作者: 64d1c00cca37 | 来源:发表于2017-05-30 17:50 被阅读1046次

    配置所需工具

    Hadoop部署准备 本地VMware安装Linux系统家族中Ubuntu 16.04
    Java对应版本jdk-8u73-linux-x64.tar.gz
    Hadoop版本hadoop-2.8.0.tar.gz

    VMware虚拟机建议使用 NAT 网络设置,因为在配置 Hadoop 环境过程中如果IP地址发生改变,则配置失效。

    网络配置

    伪分布式安装配置

    修改主机相关配置

    1.首先使用VMware安装Ubuntu系统,所有的操作都要在root下进行。修改主机名,由于创建的是伪分布式即单机版,修改主机名:
    修改hostname文件:vim /etc/hostname ,修改内容如下:

    hadoop-alone
    

    2./etc/hosts 文件里注册修改的主机名称,如果此处不进行修改操作,Hadoop服务启动会报错,使用命令 vim /etc/hosts修改hosts文件,修改完成之后,重启主机使修改配置文件生效,可以使用 reboot 命令。

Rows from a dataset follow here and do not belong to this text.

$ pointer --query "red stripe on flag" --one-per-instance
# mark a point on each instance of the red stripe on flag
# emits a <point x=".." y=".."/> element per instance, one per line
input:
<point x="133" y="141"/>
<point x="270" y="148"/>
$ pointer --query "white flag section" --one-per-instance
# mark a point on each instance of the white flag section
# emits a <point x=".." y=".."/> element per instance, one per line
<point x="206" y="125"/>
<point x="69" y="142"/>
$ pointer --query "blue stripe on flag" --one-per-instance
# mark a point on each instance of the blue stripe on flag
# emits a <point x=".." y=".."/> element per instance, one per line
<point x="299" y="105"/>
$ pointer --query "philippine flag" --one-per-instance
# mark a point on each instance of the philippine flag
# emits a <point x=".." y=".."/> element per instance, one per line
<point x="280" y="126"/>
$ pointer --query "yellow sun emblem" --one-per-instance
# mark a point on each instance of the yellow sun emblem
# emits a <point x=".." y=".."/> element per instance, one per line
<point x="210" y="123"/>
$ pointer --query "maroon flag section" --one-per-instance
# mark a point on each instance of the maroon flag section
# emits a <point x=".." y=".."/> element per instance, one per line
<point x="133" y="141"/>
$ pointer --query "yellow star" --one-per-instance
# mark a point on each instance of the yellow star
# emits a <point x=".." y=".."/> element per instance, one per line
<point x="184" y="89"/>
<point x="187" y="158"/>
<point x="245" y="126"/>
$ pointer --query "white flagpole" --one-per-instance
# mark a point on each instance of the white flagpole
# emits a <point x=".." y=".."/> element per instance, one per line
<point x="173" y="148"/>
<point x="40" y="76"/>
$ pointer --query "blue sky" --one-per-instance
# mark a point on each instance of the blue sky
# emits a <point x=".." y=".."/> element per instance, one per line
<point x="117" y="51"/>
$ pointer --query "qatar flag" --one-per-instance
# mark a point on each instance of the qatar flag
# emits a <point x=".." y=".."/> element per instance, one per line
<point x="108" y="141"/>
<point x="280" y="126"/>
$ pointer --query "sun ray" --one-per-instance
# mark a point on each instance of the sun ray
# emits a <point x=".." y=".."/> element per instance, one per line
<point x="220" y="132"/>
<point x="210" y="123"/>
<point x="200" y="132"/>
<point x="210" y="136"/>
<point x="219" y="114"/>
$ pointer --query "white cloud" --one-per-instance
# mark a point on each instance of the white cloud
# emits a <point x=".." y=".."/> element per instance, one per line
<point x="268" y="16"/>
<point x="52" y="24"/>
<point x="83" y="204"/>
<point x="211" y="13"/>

    127.0.0.1       localhost
    127.0.1.1       localhost
    127.0.0.1       hadoop-alone
    
    hosts文件

    免密登录授权配置

    • 删除已有的 ssh 配置,使用命令 rm -r ~/.ssh 进行删除 ;
    • 生成新的 ssh-key ,使用命令 ssh-keygen -t rsa
      -为本机进行公钥的注册:cat ~/.ssh/id_rsa.pub >> ~/.ssh/authorized_keys

    伪分布式配置

    Hadoop配置

    1.首先安装配置JDK,解压jdk文件到/usr/local 目录下:

    tar -xzvf /srv/ftp/jdk-8u73-linux-x64.tar.gz -C /usr/local/
    move /usr/local/jdk1.8.0_73  /usr/local/jdk
    

    2.配置jdk环境属性,编辑 /etc/profle 文件,使用命令 vim /etc/profle

    export JAVA_HOME=/usr/local/jdk
    export PATH=$PATH:$JAVA_HOME/bin:
    

    编辑完成之后保存退出,使用 source /etc/profile 使配置文件立即生效。
    完成之后,可以查看安装的jdk详情:

    JDK版本信息
    3.配置hadoop
    tar xzvf /srv/ftp/hadoop-2.8.0.tar.gz -C /usr/local/
    mv /usr/local/hadoop-2.8.0/ /usr/local/hadoop
    

    4.修改 /etc/profile 配置文件,打开profile配置文件:vim /etc/profile 具体配置如下:

    export JAVA_HOME=/usr/local/jdk
    export HADOOP_HOME=/usr/local/hadoop
    export PATH=$PATH:$JAVA_HOME/bin:$HADOOP_HOME/bin:$HADOOP_HOME/sbin
    

    保存退出后使配置立即生效:source /etc/profile

    5.Hadoop依赖于Java的开发包(JAVA_HOME),虽然现在已经在profile文件里面定义了JAVA_HOME,但是很多时候Hadoop找不到这个配置,所以建议在整个的配置之中手工配置一下要使用的JDK
    vim /usr/local/hadoop/etc/hadoop/hadoop-env.sh
    手工配置要使用的JAVA_HOME环境:

    export JAVA_HOME=/usr/local/jdk
    
    hadoop-env

    6.Hadoop安装完成之后它直接给出了一个测试的环境命令,这个测试的主要功能是进行一个单词统计。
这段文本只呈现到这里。